La Méditerranée, centre ou périphérie ?
Sous les Abbassides, Bagdad parut constituer le centre d'un monde musulman qui n'était pas principalement méditerranéen. Chef de la poste (barîd), en charge des régions périphériques du califat, Ibn Khurradâdhbih (mort vers 885) a rédigé une importante géographie.
« Il y décrit les itinéraires empruntés par les marchands juifs radhanites qui ramenaient à Bagdad tous les produits précieux de la terre, aussi bien depuis l'Empire carolingien, en particulier les esclaves et les eunuques slaves, que de l'Inde, pourvoyeuse en épices et essences rares, et de la Chine d'où provenaient soieries, céramiques et autres productions raffinées. Ou bien ce sont les marchands russes qui arrivaient des steppes d'Asie centrale avec des fourrures et autres produits du Nord, prisés par les nantis de la capitale. » (p.259).
Bagdad fut bien un carrefour de premier ordre, mais assez loin de la Méditerranée , et donc ravitaillé par les routes terrestres. À Palerme, Al-Idrîsî se croyait au cœur de l’œkoumène mais l'espace méditerranéen et musulman était devenu polycentrique avec la création ou l'affirmation d'autres centres de pouvoir plus concernés par la vie maritime que Bagdad.
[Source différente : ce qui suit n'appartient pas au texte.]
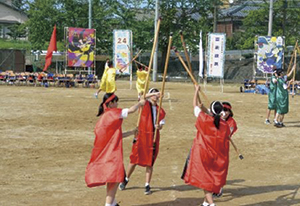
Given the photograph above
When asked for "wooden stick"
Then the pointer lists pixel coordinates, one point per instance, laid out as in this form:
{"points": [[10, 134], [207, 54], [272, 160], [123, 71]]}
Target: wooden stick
{"points": [[163, 85], [185, 51], [150, 65], [136, 56]]}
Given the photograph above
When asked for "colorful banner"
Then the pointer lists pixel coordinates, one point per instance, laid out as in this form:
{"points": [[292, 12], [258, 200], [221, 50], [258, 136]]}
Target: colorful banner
{"points": [[81, 48], [216, 54], [121, 49], [270, 53]]}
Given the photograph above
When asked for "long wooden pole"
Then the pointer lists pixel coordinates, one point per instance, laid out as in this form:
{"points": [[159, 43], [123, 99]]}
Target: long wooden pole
{"points": [[150, 65], [185, 51], [294, 72], [292, 57], [163, 85]]}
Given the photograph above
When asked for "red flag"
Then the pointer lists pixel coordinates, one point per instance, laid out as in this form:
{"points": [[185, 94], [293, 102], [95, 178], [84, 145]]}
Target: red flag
{"points": [[52, 47]]}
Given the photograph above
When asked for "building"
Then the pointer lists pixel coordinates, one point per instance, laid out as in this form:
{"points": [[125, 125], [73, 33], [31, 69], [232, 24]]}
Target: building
{"points": [[230, 17], [9, 15]]}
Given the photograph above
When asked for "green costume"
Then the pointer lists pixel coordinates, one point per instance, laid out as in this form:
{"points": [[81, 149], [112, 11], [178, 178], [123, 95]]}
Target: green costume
{"points": [[282, 97], [272, 94]]}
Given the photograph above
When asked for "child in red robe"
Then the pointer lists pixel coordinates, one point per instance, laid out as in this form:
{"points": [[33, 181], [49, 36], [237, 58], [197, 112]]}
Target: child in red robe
{"points": [[207, 164], [144, 150], [228, 117], [106, 164]]}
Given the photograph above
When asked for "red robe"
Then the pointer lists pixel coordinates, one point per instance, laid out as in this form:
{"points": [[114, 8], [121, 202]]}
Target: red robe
{"points": [[232, 124], [209, 158], [106, 163], [142, 148]]}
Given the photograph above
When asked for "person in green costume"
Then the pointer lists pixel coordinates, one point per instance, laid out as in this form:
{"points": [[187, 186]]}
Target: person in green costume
{"points": [[282, 97], [272, 97]]}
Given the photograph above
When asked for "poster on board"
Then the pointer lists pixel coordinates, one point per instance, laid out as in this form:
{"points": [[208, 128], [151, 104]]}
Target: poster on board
{"points": [[81, 47], [216, 54], [270, 53], [121, 49]]}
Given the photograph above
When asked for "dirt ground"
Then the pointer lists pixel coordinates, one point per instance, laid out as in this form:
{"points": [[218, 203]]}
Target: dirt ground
{"points": [[47, 137]]}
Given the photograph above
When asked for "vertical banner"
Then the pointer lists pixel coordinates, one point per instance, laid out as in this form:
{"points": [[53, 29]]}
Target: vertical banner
{"points": [[270, 53], [121, 49], [216, 54], [81, 47], [200, 56]]}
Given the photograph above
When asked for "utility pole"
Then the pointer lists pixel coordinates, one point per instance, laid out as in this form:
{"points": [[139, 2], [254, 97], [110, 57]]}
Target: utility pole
{"points": [[90, 25], [270, 18], [284, 16], [154, 75], [90, 14], [215, 16]]}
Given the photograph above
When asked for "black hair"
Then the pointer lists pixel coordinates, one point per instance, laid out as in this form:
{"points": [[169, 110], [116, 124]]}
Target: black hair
{"points": [[279, 71], [216, 108], [228, 104], [105, 97], [153, 90], [110, 63]]}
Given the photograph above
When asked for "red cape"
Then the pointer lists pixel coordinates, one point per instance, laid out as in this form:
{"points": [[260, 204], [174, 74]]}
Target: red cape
{"points": [[232, 124], [208, 164], [142, 148], [106, 164]]}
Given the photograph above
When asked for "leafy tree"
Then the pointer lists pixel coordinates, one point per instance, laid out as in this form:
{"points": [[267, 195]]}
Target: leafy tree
{"points": [[256, 23], [43, 15]]}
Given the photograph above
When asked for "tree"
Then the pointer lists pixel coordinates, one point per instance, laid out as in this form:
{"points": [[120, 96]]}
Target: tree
{"points": [[256, 23], [43, 15]]}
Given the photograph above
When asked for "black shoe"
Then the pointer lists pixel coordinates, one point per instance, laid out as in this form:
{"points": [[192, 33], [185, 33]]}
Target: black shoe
{"points": [[122, 185], [147, 190]]}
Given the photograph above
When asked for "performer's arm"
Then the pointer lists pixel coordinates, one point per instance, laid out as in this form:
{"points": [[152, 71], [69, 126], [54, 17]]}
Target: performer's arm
{"points": [[148, 95], [136, 106], [195, 100], [160, 125], [129, 133]]}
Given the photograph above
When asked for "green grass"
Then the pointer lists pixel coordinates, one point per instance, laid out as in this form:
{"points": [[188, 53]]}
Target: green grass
{"points": [[14, 44]]}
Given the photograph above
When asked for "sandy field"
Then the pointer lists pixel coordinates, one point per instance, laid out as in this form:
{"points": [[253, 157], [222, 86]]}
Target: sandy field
{"points": [[47, 137]]}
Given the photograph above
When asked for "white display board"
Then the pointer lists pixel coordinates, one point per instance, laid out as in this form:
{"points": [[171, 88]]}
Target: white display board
{"points": [[216, 54]]}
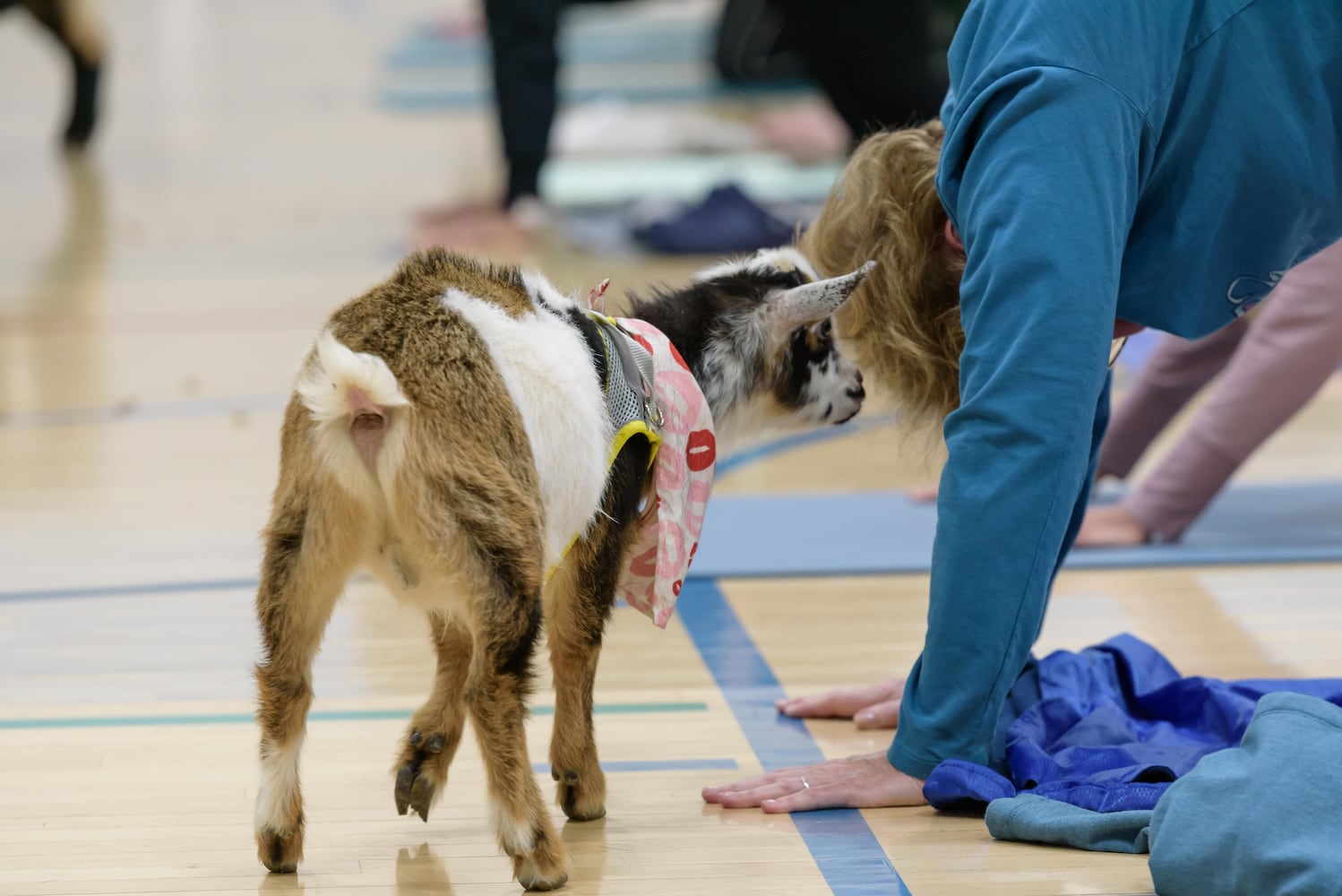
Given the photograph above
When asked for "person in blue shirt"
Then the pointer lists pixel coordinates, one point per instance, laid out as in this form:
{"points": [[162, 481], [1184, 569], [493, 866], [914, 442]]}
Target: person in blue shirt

Plus près de la mer, et quel que soit le califat, Le Caire fit constamment le lien entre deux espaces maritimes, par une longue tradition, et jusqu'à la veille des explorations portugaises vers les mers du sud. L'auteur conclut donc avec Ibn Battuta, que « La mer qui incarne (…) l'espace maritime de l'Islam n'est plus [la Méditerranée] mais bien la mer Rouge, et plus précisément la route maritime du pèlerinage jusqu'à Djeddâh, centre maritime de l'Islam dilaté de Rabat à Delhi. »
Maîtriser ce gros ouvrage érudit constituera donc pour le lecteur aguerri et obstiné comme une sorte de jihad personnel.
 
• Christophe Picard. La mer des Califes. Une histoire de la Méditerranée musulmane (VIIe-XIII° siècle). L'Univers Historique, Seuil, 2015, 439 pages.